Holy Ships! You see this one Mr. Smith??


----------



## chaunc (Apr 11, 2004)

Yepper. That’s a nice one but I believe it was caught in a private pond, if I read the story right. I may be wrong but either way, that’s a nice fish.


----------



## All Eyes (Jul 28, 2004)

Picked up some crankbait hooks today for the Skeeter crappie.


----------



## REY298 (Apr 3, 2014)

Alleysteel said:


> U got me to look !!


Me too...LOL! " 
*The world record for a crappie is 5 pounds 3 ounces according to the International Game Fish Association.* The largest crappie captured is a white crappie, which also goes by the names of papermouth and bachelor perch. There are several species of crappie varying in size and features, but the white crappie and black crappie have distinct features and bear close resemblance to sunfish "


----------



## REY298 (Apr 3, 2014)

esox62 said:


> 5 1/2 lbs. tennesee last year i guess...my pal sent me this in dec. forgot about it til i saw this thread.


Hope it wasn't caught near a nuke plant!


----------



## Saugeye Tom (Oct 6, 2010)

allwayzfishin said:


> View attachment 299541
> 
> My buddy got this 137lb slabasarous yesterday from Skeeter. Gonna be an expensive mount!

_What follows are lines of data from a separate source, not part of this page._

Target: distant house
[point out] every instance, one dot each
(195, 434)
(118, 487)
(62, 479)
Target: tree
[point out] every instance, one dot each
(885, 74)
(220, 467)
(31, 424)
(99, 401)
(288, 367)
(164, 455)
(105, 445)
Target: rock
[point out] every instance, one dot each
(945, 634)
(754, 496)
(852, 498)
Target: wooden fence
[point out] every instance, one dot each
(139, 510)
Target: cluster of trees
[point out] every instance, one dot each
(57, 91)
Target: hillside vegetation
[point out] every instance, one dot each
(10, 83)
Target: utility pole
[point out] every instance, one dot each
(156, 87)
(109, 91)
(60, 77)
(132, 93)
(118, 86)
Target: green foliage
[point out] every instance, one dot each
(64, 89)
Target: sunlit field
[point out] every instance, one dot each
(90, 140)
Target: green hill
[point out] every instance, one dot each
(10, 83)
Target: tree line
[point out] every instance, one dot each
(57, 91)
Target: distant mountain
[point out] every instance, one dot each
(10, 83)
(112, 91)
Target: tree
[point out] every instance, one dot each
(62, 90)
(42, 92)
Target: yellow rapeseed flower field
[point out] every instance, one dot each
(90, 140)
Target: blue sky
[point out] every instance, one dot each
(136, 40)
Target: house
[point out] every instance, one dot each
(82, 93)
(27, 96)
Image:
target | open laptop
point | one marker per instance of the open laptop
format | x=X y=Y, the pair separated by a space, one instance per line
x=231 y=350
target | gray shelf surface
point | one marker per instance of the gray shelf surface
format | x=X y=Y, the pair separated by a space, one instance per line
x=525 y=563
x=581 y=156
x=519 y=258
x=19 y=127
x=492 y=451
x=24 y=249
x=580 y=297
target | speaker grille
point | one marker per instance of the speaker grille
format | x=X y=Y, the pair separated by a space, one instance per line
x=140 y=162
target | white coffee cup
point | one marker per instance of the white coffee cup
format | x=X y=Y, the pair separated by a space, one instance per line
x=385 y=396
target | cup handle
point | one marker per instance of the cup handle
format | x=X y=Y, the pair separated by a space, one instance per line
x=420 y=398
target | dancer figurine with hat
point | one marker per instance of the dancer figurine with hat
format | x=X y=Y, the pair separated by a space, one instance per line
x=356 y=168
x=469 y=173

He shoulda turned it loose for a kid to catch...


----------



## Steelheadphycho (Mar 12, 2012)

God bless Kevin!

Enjoy the crappie coverage!


----------



## hookingshaw1986 (May 2, 2015)

I see someone didn't bleed his fish or tag it or give GPS location time or date of catch or what color lure


----------



## allwayzfishin (Apr 30, 2008)

Another friend landed this huge gill on the Grand yesterday. Took a jig n maggot. 
He’s gonna get this one mounted I guess


----------



## bustedrod (May 13, 2015)

hahahahah i need to burn another one im seeing giant fishes


----------